Department
Digital & Technology Office
Employee Type
Probationary
The Senior Site Reliability Engineer will serve as the first line of defense for our 24/7 operations. You will act as the guardian of our production environment, utilizing Dynatrace to maintain a holistic view of both Infrastructure and Application health.
You will not just monitor uptime; you will actively test system resilience, manage major incidents, and facilitate stability reporting. You will be the primary notification point for all P1/P2 incidents, responsible for deep-dive triage, quick remediation, and coordinating Major Incident Management (MIM).
Key Responsibilities
24/7 Incident Command & Alerting
- 24/7 Availability: Participate in a shift rotation or on-call schedule to ensure continuous coverage. You are the "eyes on glass" for the organization.

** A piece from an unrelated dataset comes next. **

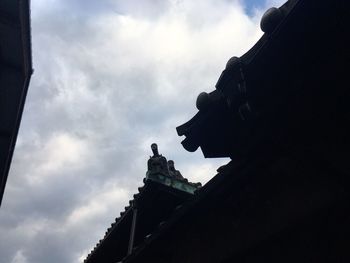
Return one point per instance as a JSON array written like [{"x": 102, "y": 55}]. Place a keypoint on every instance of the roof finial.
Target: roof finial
[{"x": 154, "y": 148}]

- Unified Alerting: Manage the notification workflow. Ensure that Critical Alerts for both Infrastructure failures and Application failures trigger immediate notifications to the 24/7 team.
- Major Incident Management (MIM): Lead the technical response during critical outages. Coordinate cross-functional teams to restore service rapidly.
Observability Strategy (Dynatrace Focus)
- Dynatrace Administration: Act as the Subject Matter Expert (SME) for our Dynatrace implementation.
- Configure Management Zones, Alerting Profiles, and Dashboards to provide a "Single Pane of Glass."
- Utilize Dynatrace PurePath for distributed tracing to identify bottlenecks in microservices.
- Leverage Davis AI to automatically detect anomalies and reduce alert noise.
- Comprehensive Monitoring Scope:
- Network Health: Monitor VPN Tunnel status, Load Balancer (ALB/NLB) health, and DNS latency. Trigger: Alert on packet loss or high latency.
- Infrastructure Health: Monitor Disk/Volume usage, CPU/Memory saturation, and SSL Certificate expiry.
- Security: Monitor for DDoS attack patterns and WAF spikes.
Resilience & Chaos Engineering
- Chaos Engineering: Plan and execute Chaos Engineering exercises (e.g., simulating pod failures, network latency, zone outages) to test the system's resilience and verify that failover mechanisms work as expected.
- Reliability Recommendations: Proactively analyze trends and provide architectural recommendations to development and infrastructure teams to improve system stability.
- First Line Troubleshooting: Serve as the L1/L2 troubleshooter for Kubernetes (EKS), AWS, and Linux issues. Execute "Quick Fix" runbooks to mitigate impact before escalating to platform engineering.
Application Triage & Analysis
- Deep-Dive Triage: Go beyond "system check" to perform deep analysis using Dynatrace. Analyze stack traces and exception logs to pinpoint the exact line of code causing the failure.
- Root Cause Differentiation: Rapidly differentiate between an Infrastructure Issue (e.g., Network timeout) vs. an Application Logic Error (e.g., NullPointer caused by bad data).
- Blameless RCA: Facilitate Root Cause Analysis sessions to ensure permanent fixes are applied to recurring problems.
Governance & Reporting (Stability Cadence)
- Stability Calls: Facilitate and lead the Weekly/Bi-Weekly Stability Call. Present the health status of all technical towers to leadership and stakeholders.
- Reporting: Generate regular reports on system uptime, error budgets, incident trends, and MTTR (Mean Time To Recovery).
- Cross-Tower Visibility: Ensure that the dashboards and reports provide value to all teams (Network, App, Cloud), ensuring no siloed "blind spots" in production.
Automation & Toil Reduction
- Remediation Scripting: Develop scripts (Python/Bash) to "Auto-Heal" common issues (e.g., clearing logs when disk is full, restarting stuck services).
- Process Improvement: Identify manual checks and convert them into automated Dynatrace alerts or synthetic tests.
Required Qualifications
- Shift Availability: Must be willing to work in a 24/7 shift environment or strictly defined on-call rotation.
- Dynatrace Expertise: Deep experience administering and using Dynatrace in a production environment (Dashboards, OneAgent, PurePaths).
- Troubleshooting Expertise:
- Network: Understanding of DNS, TCP/IP, Load Balancing, and Firewalls.
- Compute/Storage: Understanding of block vs. object storage, CPU stealing, and memory management.
- Governance: Experience facilitating technical management calls and producing executive-level reliability reports.
- Application Debugging: Ability to read application logs (Java, Node, Python) to understand why a service failed.
- Cloud (AWS) & K8s: Solid understanding of EKS, EC2, and other AWS Services
Experience Range Range (Years)
4 - 8 years
Job posted on
2026-03-12